Additionally, the growth mediums and scaffolding required to cultivate such lab grown meat could also be wholly plant-based – which is the case in some instances (largely from algae and mushrooms). However, the majority of growth mediums are still derived from bovine fetal serum.
This is a complex topic, which one could write a lengthy thesis on. However, for the purposes of this article, I thought it was prudent to touch on this topic as it is rapidly growing and requires more discussion in the vegan community.
From my perspective, whilst lab grown meat would in most circumstances reduce the amount of animal suffering compared to traditional meat production, it would still result in a level of suffering and therefore is not vegan.
Why does this matter?
You may be thinking “why does this really matter?”. I mean sure, there’s some small differences between these words, but they pretty much mean the same thing – right?

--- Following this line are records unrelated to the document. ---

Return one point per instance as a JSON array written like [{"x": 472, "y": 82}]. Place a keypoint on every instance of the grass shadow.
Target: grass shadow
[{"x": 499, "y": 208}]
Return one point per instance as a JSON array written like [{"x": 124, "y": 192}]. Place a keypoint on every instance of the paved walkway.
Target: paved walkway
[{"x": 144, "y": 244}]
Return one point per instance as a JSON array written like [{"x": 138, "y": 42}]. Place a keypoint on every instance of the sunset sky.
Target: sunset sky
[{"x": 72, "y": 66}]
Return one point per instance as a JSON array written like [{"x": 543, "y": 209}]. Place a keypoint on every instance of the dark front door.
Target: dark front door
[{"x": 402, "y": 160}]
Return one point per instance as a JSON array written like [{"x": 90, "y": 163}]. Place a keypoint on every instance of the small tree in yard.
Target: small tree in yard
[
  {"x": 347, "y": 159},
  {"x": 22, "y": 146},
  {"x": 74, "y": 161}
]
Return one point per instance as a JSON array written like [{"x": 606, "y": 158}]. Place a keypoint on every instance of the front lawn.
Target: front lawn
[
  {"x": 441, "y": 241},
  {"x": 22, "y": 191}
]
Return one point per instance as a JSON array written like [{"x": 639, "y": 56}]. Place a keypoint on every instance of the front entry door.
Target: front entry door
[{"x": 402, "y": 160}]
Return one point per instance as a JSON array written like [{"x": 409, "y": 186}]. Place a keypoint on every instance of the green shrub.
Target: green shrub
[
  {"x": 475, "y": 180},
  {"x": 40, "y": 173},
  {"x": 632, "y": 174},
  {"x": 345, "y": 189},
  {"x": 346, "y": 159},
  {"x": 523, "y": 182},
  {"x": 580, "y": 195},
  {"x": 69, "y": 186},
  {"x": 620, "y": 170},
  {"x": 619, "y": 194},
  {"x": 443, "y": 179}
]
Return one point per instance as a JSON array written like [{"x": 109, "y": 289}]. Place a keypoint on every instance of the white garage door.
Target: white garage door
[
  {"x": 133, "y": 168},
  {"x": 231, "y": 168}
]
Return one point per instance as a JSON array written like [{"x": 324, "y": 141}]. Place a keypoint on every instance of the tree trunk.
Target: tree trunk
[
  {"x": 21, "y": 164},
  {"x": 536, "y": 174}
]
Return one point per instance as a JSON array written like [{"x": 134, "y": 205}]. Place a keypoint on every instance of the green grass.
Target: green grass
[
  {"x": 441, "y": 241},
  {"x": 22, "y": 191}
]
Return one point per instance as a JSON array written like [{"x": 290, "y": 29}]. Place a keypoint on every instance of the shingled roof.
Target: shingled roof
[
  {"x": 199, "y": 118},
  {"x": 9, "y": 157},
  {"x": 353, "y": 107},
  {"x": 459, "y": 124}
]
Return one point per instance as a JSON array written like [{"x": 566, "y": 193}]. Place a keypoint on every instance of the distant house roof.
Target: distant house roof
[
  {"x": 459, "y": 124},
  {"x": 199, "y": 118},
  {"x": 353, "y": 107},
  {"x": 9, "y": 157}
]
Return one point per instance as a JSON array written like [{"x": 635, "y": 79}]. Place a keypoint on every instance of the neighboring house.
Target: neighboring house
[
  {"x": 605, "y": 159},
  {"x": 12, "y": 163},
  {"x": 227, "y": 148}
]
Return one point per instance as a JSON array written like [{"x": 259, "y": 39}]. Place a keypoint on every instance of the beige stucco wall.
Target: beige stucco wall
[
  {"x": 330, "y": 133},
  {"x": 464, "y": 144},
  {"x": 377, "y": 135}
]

As we’ve discovered, these small differences are actually quite substantial and need to be recognized and valued in order to accurately describe one’s diet and respect their food choices.
Any confusion on this issue can lead to misrepresentations, which then leads to mistakes being made. As a vegan, I would not want to be served a meal that is plant-based and thinking it’s vegan and afterwards finding out it contained small amounts of animal products.
Similarly, someone on a strict whole foods, plant based diet for health reasons may be angered when finding out their supposed whole food, plant based meal actually contains refined oils.
It is not only important to use these words appropriately from a dietary perspective, but also from a moral perspective. The terms ‘plant-based’ and ‘whole food, plant-based’ were coined in order to create separation from the term ‘vegan’ and the moral and ethical considerations attached thereto.
With the growing number of people choosing to eliminate or minimize their consumption of animal products, there will be more discussions around people’s dietary choices and whether people identify as ‘vegan’ or ‘plant-based’.
With this rise in popularity, it is important to remember that whilst these terms share similarities, there are some key differences which need to be acknowledged.
To summarize, being ‘plant-based’ is a diet based primarily on plant foods whilst avoiding animal derived products – with ‘whole foods, plant-based’ also avoiding highly processed and refined foods.
A ‘vegan’ diet consists wholly on plant foods and excludes all animal derived products. Moreover, ‘vegan’ extends to all aspects of one’s lifestyle choices and avoiding, as much as possible and practical, all forms of exploitation and cruelty to animals.
It is important to remember that people who adhere to a plant-based diet may not be ready or willing to abstain from all forms of animal cruelty for other aspects of their lifestyle. Accordingly, being plant-based’ is more flexible for people who desire to cut down on their animal consumption but aren’t yet reading commit to being vegan and the responsibility.